Por su parte la heroína es nombrada en la calle como “H”, “Paco”, “blanca”, entre otras. Es una sustancia sintética derivada de la morfina que se extrae del opio y sus vías de consumo varían desde la esnifada, pasando por la fumada y la inyectada. La famosa y temida “H” genera una dependencia no sólo psíquica sino orgánica, puesto que genera un fuerte impacto en el sistema nerviosos central por la liberación de la GABA. ¿Entonces qué siente alguien cuando la consume? Sensación de bienestar y reducción del cansancio y el dolor, relajación, disminución de la ansiedad y rush. Y los riesgos van desde el síndrome de abstinencia que acarrea síntomas mentales y físicos por la dependencia ya mencionada, hasta la muerte por sobredosis.
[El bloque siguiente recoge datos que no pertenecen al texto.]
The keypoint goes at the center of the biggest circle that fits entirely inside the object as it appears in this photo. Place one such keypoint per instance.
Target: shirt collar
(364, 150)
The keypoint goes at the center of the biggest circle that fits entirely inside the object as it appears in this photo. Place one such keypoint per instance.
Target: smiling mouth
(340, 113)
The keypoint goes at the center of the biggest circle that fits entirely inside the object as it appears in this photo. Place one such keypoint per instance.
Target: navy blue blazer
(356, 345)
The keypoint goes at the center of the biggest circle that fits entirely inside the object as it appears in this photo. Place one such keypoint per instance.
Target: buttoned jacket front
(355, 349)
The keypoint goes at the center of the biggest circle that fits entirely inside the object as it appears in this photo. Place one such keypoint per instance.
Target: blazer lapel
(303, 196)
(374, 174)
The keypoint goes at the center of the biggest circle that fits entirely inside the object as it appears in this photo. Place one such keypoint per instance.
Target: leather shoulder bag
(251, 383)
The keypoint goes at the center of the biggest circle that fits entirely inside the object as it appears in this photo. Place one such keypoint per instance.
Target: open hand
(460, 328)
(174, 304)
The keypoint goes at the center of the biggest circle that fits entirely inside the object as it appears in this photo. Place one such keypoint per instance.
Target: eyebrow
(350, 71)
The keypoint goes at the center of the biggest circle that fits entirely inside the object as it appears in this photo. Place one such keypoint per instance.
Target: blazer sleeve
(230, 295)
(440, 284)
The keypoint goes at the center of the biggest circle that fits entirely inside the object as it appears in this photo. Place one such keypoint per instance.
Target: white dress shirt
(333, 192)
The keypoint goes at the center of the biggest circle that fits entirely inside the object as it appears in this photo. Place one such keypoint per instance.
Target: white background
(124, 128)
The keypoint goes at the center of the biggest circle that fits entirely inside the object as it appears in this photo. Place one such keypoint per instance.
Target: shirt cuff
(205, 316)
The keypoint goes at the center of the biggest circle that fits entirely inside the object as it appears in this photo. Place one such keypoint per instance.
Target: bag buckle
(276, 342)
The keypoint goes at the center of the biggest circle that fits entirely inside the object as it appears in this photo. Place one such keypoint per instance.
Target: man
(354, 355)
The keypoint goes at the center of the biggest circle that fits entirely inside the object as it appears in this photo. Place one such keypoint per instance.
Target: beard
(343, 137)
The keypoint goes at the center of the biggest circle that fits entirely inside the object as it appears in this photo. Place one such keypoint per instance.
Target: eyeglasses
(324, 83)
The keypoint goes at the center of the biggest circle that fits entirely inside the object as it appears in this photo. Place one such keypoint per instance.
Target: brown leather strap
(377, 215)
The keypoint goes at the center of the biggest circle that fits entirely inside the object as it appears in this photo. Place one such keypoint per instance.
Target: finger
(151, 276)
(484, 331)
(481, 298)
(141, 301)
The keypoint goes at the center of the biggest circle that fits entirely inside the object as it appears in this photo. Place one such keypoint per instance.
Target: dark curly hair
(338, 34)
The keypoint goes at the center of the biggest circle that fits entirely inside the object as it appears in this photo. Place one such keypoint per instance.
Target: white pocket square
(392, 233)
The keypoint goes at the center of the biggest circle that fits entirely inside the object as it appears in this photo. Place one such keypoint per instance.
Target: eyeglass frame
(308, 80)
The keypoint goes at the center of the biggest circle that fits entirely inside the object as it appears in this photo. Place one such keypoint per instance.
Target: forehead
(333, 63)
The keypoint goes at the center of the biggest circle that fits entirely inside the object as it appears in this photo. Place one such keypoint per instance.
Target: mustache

¿Para qué sirve conocer esta información sobre el basuco y la heroína? Porque la información es una fuente de conocimiento, sensibilización y reflexión que permite pensar nuevos mundos posibles. En la medida que sea viable hacer lecturas diferentes de las SPA y sobre esas personas que viven en la calle y creamos que de manera casi directa tienen una relación de consumo de SPA, es posible entonces, reconocer a ese sujeto desde una orilla diferente en donde se afirma que tiene derechos y es una vida importante para la sociedad.

Los estigmas, los prejuicios y las discriminaciones datan de tiempos inmemorables, pero empezar a derrumbarlos y cuestionarlos hace posible un nuevo abanico de oportunidades para impactar positivamente en la calidad de vida de las personas habitantes de calle, que consumen o no SPA, y de quienes independientemente de sus viviendas presentan un consumo problemático. Así que este breve escrito fue una invitación a la reflexión, sensibilización y la búsqueda de información clara y certera sobre una problemática que tiene varias aristas y que debe ser abordado desde la innovación social.